Later that day I finally got through to the Post Office fraud team, while waiting for some Chinese takeout to eat as my last meal before I left the country. Pacing outside the tiny restaurant on a South London street I got increasingly fed up with the girl on the other end of the phone as I uncovered the root of the whole issue. It all came down to a request to change my phone number.

A couple of weeks earlier, once I was back in the UK and had got myself set up with a new UK phone contract, I set about the annoying process of informing all my financial providers of my new number. The Post Office was included, and they had told me that it was all sorted, was there anything else they could do for me, no, well then thank you for your call today! But as it turns out, it wasn’t all sorted. The hapless call centre worker had in fact not changed my number, they had just added the new number as an alternate, leaving the old, discontinued phone number as my primary contact number. This meant, as you’ve probably worked out, that the reason I never got the magical text message that would have allowed me to clear my fraud block in a snap, was because it was sent to a number which no longer existed.

And so it was this one seemingly minor slip up in the processing of an ordinary request by a member of call centre staff that led to my aborted attempt to get Rubles. However, the long tail of ramifications from this mistake unfortunately didn’t end there for me. I recently checked the account I had tried to buy the Rubles from, to ensure that the Post Office had sent back the refund. They had, but then I noticed a $26 fee for the privilege of purchasing currency that I never received - $26 that I would never have paid had my Post Office card worked as it was supposed to, or the fraud department had answered the phone, or the call centre worker had done his job properly. That $26 would have gotten me a bed for a night or a few days’ worth of food out on the road. But never mind, nothing I can do about that, it’s only $26, best to just forget it.

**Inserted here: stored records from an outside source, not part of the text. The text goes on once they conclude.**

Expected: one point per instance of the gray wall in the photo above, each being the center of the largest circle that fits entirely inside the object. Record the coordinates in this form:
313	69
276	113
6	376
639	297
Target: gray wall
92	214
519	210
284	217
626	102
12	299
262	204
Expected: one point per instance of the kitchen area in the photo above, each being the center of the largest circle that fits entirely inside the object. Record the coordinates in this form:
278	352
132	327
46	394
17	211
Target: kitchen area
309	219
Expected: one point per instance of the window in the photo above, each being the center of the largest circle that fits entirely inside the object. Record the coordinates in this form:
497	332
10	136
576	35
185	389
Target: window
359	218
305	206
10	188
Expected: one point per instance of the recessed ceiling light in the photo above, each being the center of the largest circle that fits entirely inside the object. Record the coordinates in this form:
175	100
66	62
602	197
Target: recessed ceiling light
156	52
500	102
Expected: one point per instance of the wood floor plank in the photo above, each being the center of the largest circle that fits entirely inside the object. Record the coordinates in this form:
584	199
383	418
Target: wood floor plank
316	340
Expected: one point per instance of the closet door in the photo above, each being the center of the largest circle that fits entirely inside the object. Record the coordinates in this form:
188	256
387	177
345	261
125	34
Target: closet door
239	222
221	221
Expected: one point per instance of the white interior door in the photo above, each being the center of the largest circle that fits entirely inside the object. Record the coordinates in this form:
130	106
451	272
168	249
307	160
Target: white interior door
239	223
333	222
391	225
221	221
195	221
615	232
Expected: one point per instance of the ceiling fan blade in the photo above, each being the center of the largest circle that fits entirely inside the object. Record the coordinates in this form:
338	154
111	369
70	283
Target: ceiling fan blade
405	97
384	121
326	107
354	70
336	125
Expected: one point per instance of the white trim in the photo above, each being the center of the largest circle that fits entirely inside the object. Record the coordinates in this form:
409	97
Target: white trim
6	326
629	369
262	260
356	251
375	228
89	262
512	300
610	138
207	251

What’s harder to forget is the exhausting morning I spent, alone in a strange city on the Far-Eastern edge of Russia with barely any grasp of the language, struggling through torrential freezing rain to bank after bank desperately trying to find one who would change my currency. Frustrated tears mingling with the rain as I was constantly turned away with a brusque “No.” from an icy blonde behind the counter, or arms raised up in an X like I was a drug peddler. Eventually I managed to swap my dollars are slumped back to my guesthouse to pay my bill and hide from the rain, all the while imaging what my day could’ve been if only that man in the call centre had just changed my number like he was supposed to…

Moral of the story: service matters, and accuracy of service matters. If you are a company then you should pay it proper attention, or risk ended up as the point of blame in a customer’s sad, angry story, posted on the internet for all to read.